4 Con il quarto motivo di gravame l'appellante ha ribadito la nullità del verbale a causa dell' omessa allegazione delle circostanze rilevanti e delle dichiarazioni rese dai lavoratori, le quali devono esser riportate in modo chiaro e leggibile, pena la nullità dello stesso. L'appellante ha sostenuto che il trasgressore deve poter intendere quali siano le condotte illecite da lui commesse e quali siano le fonti.
Con il quinto motivo di gravame la società ha sostenuto che le dichiarazioni di terzi raccolte dall'ispettore non fanno prova del contenuto delle stesse e devono essere confermate in giudizio.
Con il sesto motivo di gravame l'appellante ha sostenuto la decadenza dall'ordinanza, siccome la stessa era stata notificata oltre i termini di legge. Il pronunciamento citato dal primo giudice era stato ribaltato dal Consiglio di Stato con decisione n. 542/13 secondo cui il termine di legge è di 90 giorni.
Con il settimo motivo di gravame l'appellante ha sostenuto che la motivazione per relationem è illegittima e sarebbe obbligatorio riportare fedelmente nel corpo del verbale gli esiti dettagliati dell'accertamento con indicazione puntuale delle fonti di prova degli eventuali illeciti.
Con l'ottavo motivo di gravame l'appellante ha lamentato la violazione del diritto di difesa in ragione di tutti i vizi dedotti e, formulate le conclusioni, ha chiesto in subordine l'applicazione della sanzione minima, sostenendo l'assenza dell' elemento fraudolento.
Nel giudizio così instaurato si è costituito l'appellato il quale, oltre a resistere nel merito, ha preliminarmente eccepito la tardività del gravame posto che era stato lo stesso appellante a riferire che la sentenza gli era stata notificata il 27.9.2024, mentre il ricorso era stato depositato il 30.10.24.
All'udienza del 27.3.2025, udite le conclusioni delle parti, la causa è stata decisa come da dispositivo in calce.
MOTIVI IN DIRITTO
Per ragioni di pregiudizialità logico-giuridiche deve essere previamente disaminata l'eccezione di inammissibilità del gravame per la sua asserita tardività.

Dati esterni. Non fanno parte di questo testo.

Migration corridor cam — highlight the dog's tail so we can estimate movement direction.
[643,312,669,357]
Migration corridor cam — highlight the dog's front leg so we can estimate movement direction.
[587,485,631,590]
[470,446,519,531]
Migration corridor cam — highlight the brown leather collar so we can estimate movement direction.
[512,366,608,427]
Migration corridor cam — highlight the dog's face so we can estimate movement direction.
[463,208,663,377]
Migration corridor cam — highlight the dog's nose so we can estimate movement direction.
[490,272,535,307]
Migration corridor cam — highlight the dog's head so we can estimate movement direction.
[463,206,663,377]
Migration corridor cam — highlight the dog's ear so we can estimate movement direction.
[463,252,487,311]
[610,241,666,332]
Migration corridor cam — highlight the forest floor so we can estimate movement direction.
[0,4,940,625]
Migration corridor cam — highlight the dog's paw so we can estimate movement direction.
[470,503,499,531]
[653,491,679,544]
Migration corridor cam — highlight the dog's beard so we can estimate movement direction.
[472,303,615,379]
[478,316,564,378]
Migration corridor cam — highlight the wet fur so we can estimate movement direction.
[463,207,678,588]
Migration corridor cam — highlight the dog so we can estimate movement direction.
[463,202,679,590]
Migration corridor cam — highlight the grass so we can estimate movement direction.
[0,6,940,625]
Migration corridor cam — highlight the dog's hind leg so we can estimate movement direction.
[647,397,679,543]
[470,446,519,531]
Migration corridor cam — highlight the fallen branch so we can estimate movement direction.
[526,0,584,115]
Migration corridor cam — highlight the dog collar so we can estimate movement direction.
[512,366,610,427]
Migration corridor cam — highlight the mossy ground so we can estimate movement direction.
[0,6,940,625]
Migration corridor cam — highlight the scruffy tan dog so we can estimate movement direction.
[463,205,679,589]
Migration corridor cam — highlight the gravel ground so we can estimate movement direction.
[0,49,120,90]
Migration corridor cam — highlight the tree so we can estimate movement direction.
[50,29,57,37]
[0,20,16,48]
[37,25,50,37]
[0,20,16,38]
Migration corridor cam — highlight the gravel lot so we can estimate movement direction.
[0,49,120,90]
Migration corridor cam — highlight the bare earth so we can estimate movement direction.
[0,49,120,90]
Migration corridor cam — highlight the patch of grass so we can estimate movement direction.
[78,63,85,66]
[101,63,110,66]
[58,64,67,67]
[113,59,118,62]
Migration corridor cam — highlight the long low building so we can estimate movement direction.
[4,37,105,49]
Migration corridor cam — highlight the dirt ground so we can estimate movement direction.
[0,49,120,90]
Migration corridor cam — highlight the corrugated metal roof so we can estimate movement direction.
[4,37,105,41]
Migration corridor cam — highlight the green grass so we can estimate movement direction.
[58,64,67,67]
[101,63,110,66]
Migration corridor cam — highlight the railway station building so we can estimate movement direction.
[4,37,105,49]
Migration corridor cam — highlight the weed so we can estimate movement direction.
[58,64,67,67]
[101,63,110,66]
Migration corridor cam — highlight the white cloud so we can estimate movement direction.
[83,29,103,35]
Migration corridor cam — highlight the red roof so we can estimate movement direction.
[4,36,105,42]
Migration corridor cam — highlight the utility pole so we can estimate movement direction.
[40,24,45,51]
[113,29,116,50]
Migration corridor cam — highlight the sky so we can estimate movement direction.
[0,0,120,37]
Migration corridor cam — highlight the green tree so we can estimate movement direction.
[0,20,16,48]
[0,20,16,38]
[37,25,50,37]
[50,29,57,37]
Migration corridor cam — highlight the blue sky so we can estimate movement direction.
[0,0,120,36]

Il Collegio ritiene che l'asserzione dell'appellante, secondo cui la sentenza gli sarebbe stata notificata il 27.9.2024, per come esposta nell'epigrafe dell'atto, costituisca un mero refuso e che l'appellante abbia inteso indicare nel 27.9.2024 la data di mera comunicazione della sentenza e
5 non già quella della notificazione. Difatti la data di pubblicazione della sentenza, cui segue immediatamente la comunicazione, è proprio quella del 27.9.2024, mentre l'appellato nulla ha prodotto a sostegno dell'intervenuta notificazione della sentenza alla medesima data del 27.9.2024. Dunque, il termine breve non aveva avuto alcuna decorrenza e l'appello deve ritenersi tempestivo.
Il ricorso, sebbene ammissibile, è infondato per le ragioni che seguono.
Con riferimento al primo motivo di appello, con cui l'appellante ha eccepito la formazione del giudicato esterno relativamente all'insussistenza del rapporto di lavoro col sig. il Collegio rileva Pt_2
l'orientamento consolidato della giurisprudenza, secondo cui: “ Tra il giudizio avente ad oggetto il pagamento di contributi previdenziali e quello avente ad oggetto l'opposizione avverso ordinanza ingiunzione irrogativa di sanzioni amministrative per violazione delle norme sul collocamento relativamente ai medesimi lavoratori, entrambi presupponenti l'accertamento della natura subordinata dei rapporti di lavoro, non sussiste rapporto di pregiudizialità, atteso che l'efficacia riflessa del giudicato nei confronti dei terzi rimasti estranei al processo presuppone che tali soggetti non siano titolari di un rapporto autonomo rispetto a quello su cui è intervenuto il giudicato, mentre tra potestà accertativa dell' del CP_1 lavoro e diritti ed obblighi inerenti ad un rapporto di lavoro subordinato sussiste un reciproco rapporto di autonomia, che fa qualificare come "res inter alios acta", rispetto a ciascuna delle due posizioni, il giudicato intervenuto nel giudizio inerente all'altro rapporto” (Cass. 23045/18; Cfr. Cass. 20 gennaio 2004, n. 849).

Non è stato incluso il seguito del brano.